My question is, what are the emissions from this method of propulsion? Isn't a stream of ionised air going to leave a trail of ozone and nitrogen oxides?
A model glider is one thing, but what about when it is scaled up to carry cargo or people? If it going to be a major polluter, then they ought to stop now.
Ethan Krauss Replied to Jayarava
The truth is that O2 molecules in the air can easily absorb > trillions of electrons from a really fine negative emitter wire, in the range of several microns. If the voltage and current are kept within specific parameters, very high and low, respectively, then only harmless negative ions will be produced. In order to implement this in practice, requires specific electrical and geometric arrangements for the emitter, collector, and electrical systems. This mode of operation is much more efficient and does not produce any O3 or nitrogen oxides. Please see my patent number US 10,119,527. Thanks!
Thomas F. Valone
This Nature article replicates but does not acknowledge the T. Townsend Brown design for a 1950s electrokinetic wing propulsion from 40+ kV high voltage using ion wind or corona discharge. Furthermore, the same geometry seen in the Figure 1 diagram, with positive wire charge electrode separated and out in front of the negatively charged wing, was used by Brown in his #3,018,394 US patent https://patents.google.com/... and others filed in 1957 after five years of work for General Electric on corona discharge style of electric aircraft propulsion.

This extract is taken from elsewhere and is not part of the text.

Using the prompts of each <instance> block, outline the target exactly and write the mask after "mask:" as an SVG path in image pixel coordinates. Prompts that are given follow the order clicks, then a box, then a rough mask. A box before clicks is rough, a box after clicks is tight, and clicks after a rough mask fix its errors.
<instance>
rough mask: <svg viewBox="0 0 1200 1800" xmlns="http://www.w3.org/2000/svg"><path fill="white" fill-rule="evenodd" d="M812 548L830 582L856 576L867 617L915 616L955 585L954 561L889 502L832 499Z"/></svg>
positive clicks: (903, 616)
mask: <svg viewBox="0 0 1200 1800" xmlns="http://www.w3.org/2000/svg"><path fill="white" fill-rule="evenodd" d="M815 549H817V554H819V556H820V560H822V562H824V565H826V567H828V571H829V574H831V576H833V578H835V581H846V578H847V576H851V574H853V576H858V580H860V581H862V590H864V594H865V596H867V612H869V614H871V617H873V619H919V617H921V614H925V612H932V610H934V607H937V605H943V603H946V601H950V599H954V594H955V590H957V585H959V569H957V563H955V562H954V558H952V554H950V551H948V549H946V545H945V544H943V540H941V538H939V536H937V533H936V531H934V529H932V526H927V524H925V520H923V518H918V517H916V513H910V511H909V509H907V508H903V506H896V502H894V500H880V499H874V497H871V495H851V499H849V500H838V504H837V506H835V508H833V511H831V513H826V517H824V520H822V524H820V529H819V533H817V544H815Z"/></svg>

The authors have a nice video demo showing their light aircraft flying under electric propulsion but Brown showed the military a better demo in 1952 which became a published report https://www.amazon.com/Elec... with a merry-go-round design of heavier aircraft that is also featured in his US patent #2,949,550 https://patents.google.com/... using a few hundred kilovolts. Brown was also responsible for starting an international electrogravitics movement in the 1960s with all of the aeronautics companies around the world and two major reports published by the Aviation Studies Ltd. In 1956, as documented in my edited books and reports on the research and development ( https://www.integrityresear... of the Biefeld-Brown Effect (also on Amazon). This reviewer believes that if we don’t learn from history, we are bound to repeat it.
Ethan Krauss
This MIT Solid-State Propulsion Aircraft, is not the first flight of such a system with the power supply onboard. The "Self Contained Ion Powered Aircraft," US Patent number 10,119,527, has a >> power to weight ratio, and overall efficiency level. It has been published by the US Patent Office. Case Western Reserve University (OH), Physics.org, Stardust Startup Factory, and will be soon released in the Cleveland State University, as well as Oberlin College media. Please type in Google Search Engine to see videos. Thanks!
Ethan Krauss
I would like to respectfully request that you withdraw the above paper entitled "Flight of an aeroplane with solid-state propulsion." The article states that no heavier than air ion propelled aircraft has flown with its power supply onboard ever before theirs. My patented "Self Contained Ion Propelled Aircraft" did, and is much more powerful by weight. There are many other errors in the MIT paper, but enough is enough.